I’m a beginner at English and Rstan. So I’m sorry for my poor English and coding. When i tried to use Rstan to analyze Time series data, i got some error massages. Can someone help me with this error? Thanks in advance.

R version 3.5.1 / rstan ‘2.17.3’

[stan code]

data {
int<lower=1> T;
matrix[4,T] y;
cov_matrix[8] P;
}

parameters {
vector<lower=-0.999,upper=0.999>[4] phi;
cov_matrix[8] SIGMA;
matrix[4,T] alp_t;
real<lower=0.0000001> lam_t[T];
real<lower=0.001> nu;
}

transformed parameters{
cov_matrix[4] SIGMA_0;
cov_matrix[4] SIGMA_eps;
cov_matrix[4] SIGMA_eta;

for(i in 1:4){
for(j in 1:4){
SIGMA_0[i,j] = SIGMA[i+4,j+4]/(1-phi[i]*phi[j]);
SIGMA_eta[i,j] = SIGMA[i+4,j+4];
SIGMA_eps[i,j] = SIGMA[i,j];
}
}
}

model {

//state-space model

SIGMA ~ inv_wishart(8,P);
alp_t[,1] ~ multi_normal(rep_vector(0,4),SIGMA_0);

for(j in 1:T-1){
alp_t[,j+1] ~ multi_normal(diag_matrix(phi)*alp_t[,j], SIGMA_eta);
}

for(j in 1:T){
lam_t[j] ~ gamma(nu/2,nu/2);
y[,j] ~  multi_normal(rep_vector(0,4), diag_matrix(exp( alp_t[,j]/2 ))*SIGMA_eps/sqrt(lam_t[j]) );
}

for(i in 1:4){
(phi[i]+1)/2 ~ beta(20,1.5);
}

nu ~ gamma(0.01,0.01);
}



[ERROR ON CONSOLE]

Chain 1: Rejecting initial value:
Chain 1:   Error evaluating the log probability at the initial value.
Chain 1: Exception: multi_normal_lpdf: Covariance matrix is not symmetric.
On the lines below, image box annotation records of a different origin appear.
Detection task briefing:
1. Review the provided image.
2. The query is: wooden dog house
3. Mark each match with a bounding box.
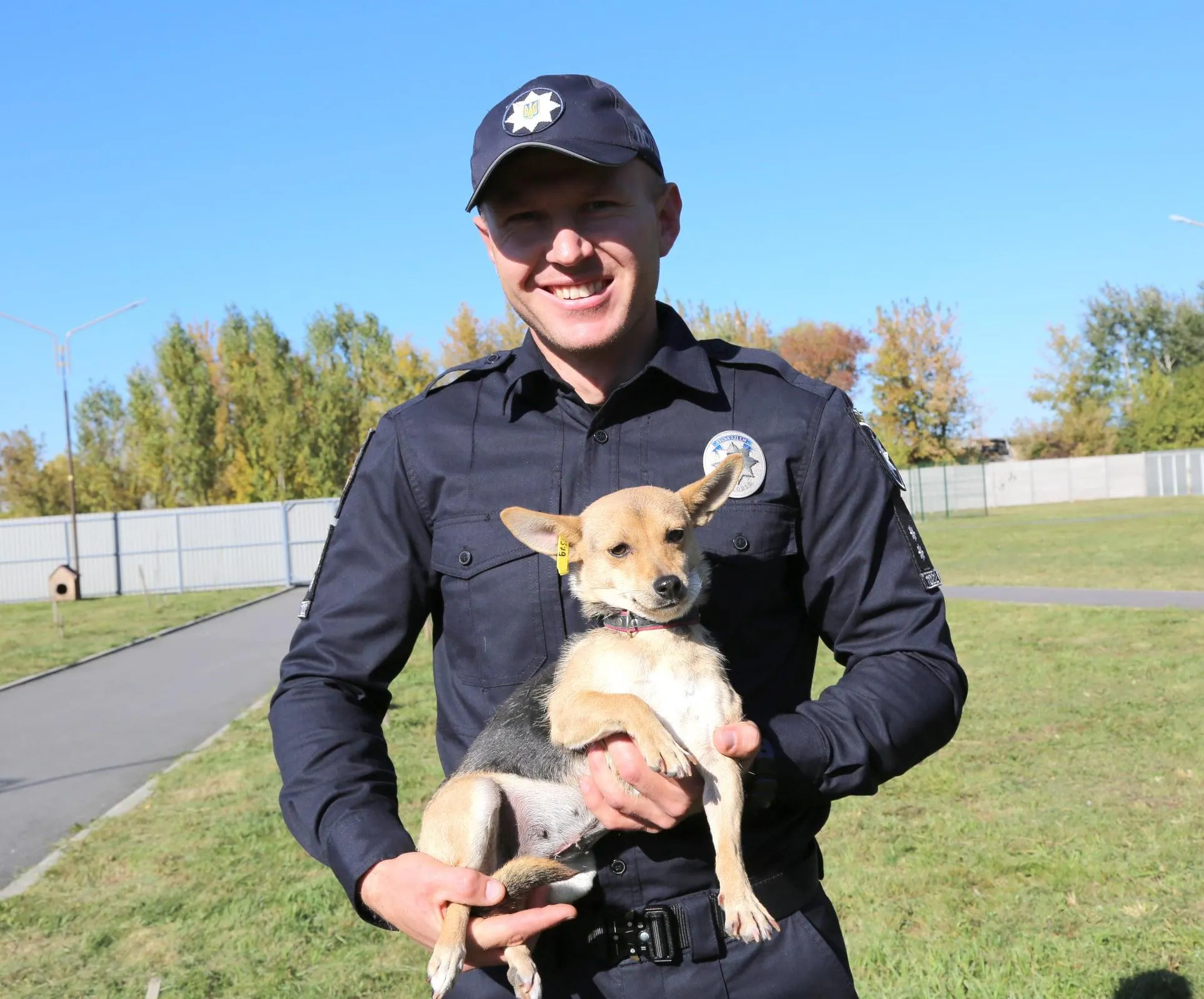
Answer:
[51,566,79,603]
Covariance matrix[1,2] = -1.35377, but Covariance matrix[2,1] = -1.84979  (in 'model4cd64b0970bb_sv6' at line 45)


On console, i think " y[,j] ~ multi_normal(rep_vector(0,4), diag_matrix(exp( alp_t[,j]/2 ))*SIGMA_eps/sqrt(lam_t[j]) ); " may cause this error.

And i changed this part to

" y[,j] ~ multi_normal(rep_vector(0,4), diag_matrix(exp( alp_t[,j]/2 )) ); " ,

or

" y[,j] ~ multi_normal(rep_vector(0,4), SIGMA_eps/sqrt(lam_t[j]) ); "
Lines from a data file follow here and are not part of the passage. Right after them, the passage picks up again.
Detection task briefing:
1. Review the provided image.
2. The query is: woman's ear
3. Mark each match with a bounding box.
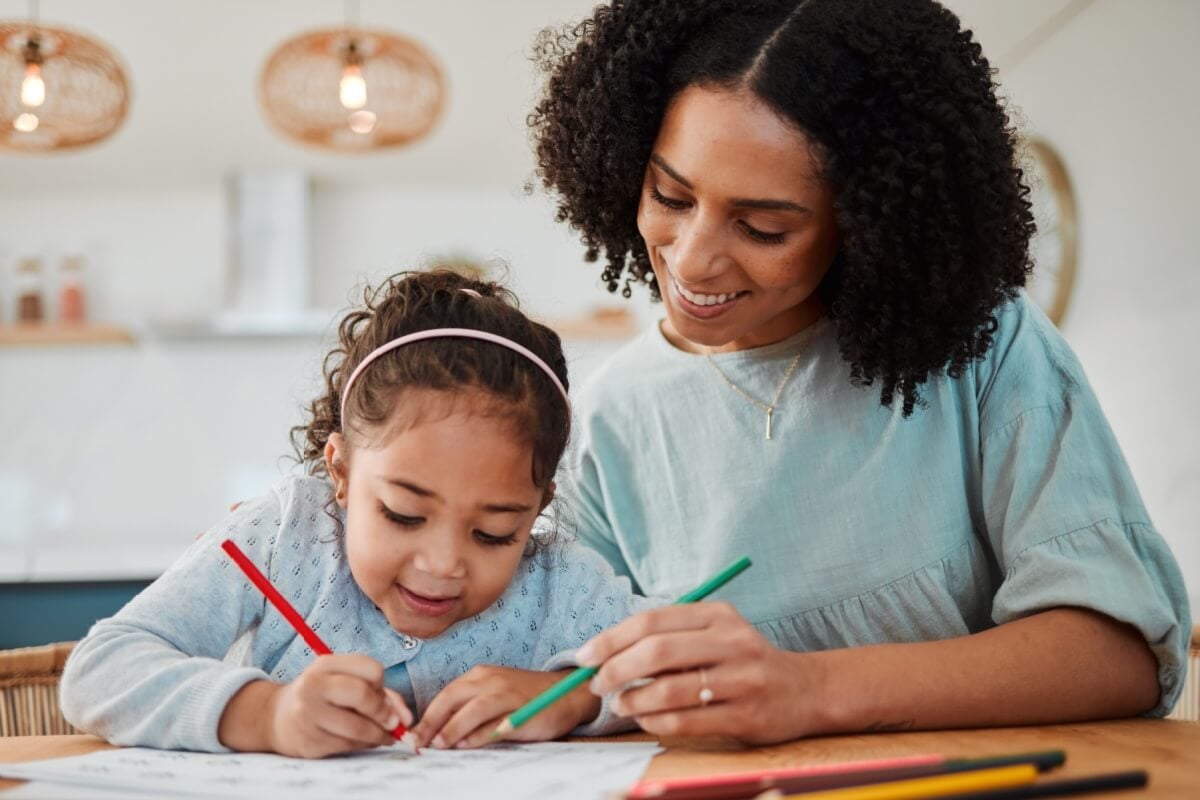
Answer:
[325,433,349,509]
[538,481,558,513]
, i didnt get any error. So, i think “diag_matrix(exp( alp_t[,j]/2 ))” and “SIGMA_eps/sqrt(lam_t[j])” are recognized symmetric.

I cant understand when “diag_matrix(exp( alp_t[,j]/2 ))” and “SIGMA_eps/sqrt(lam_t[j])” are recognized symmetric, but these multiplication is asymmetric.

A diagonal matrix times a symmetric matrix is not necessarily symmetric:

\begin{bmatrix} 1 & 0\\ 0 & 2 \end{bmatrix} \begin{bmatrix} 1 & 1\\ 1 & 1 \end{bmatrix} = \begin{bmatrix} 1 & 1\\ 2 & 2 \end{bmatrix}

I’ve definitely made that mistake before :D.

edit: edited to not sound sarcastic

Oh, I was insane… Thank you so, so much!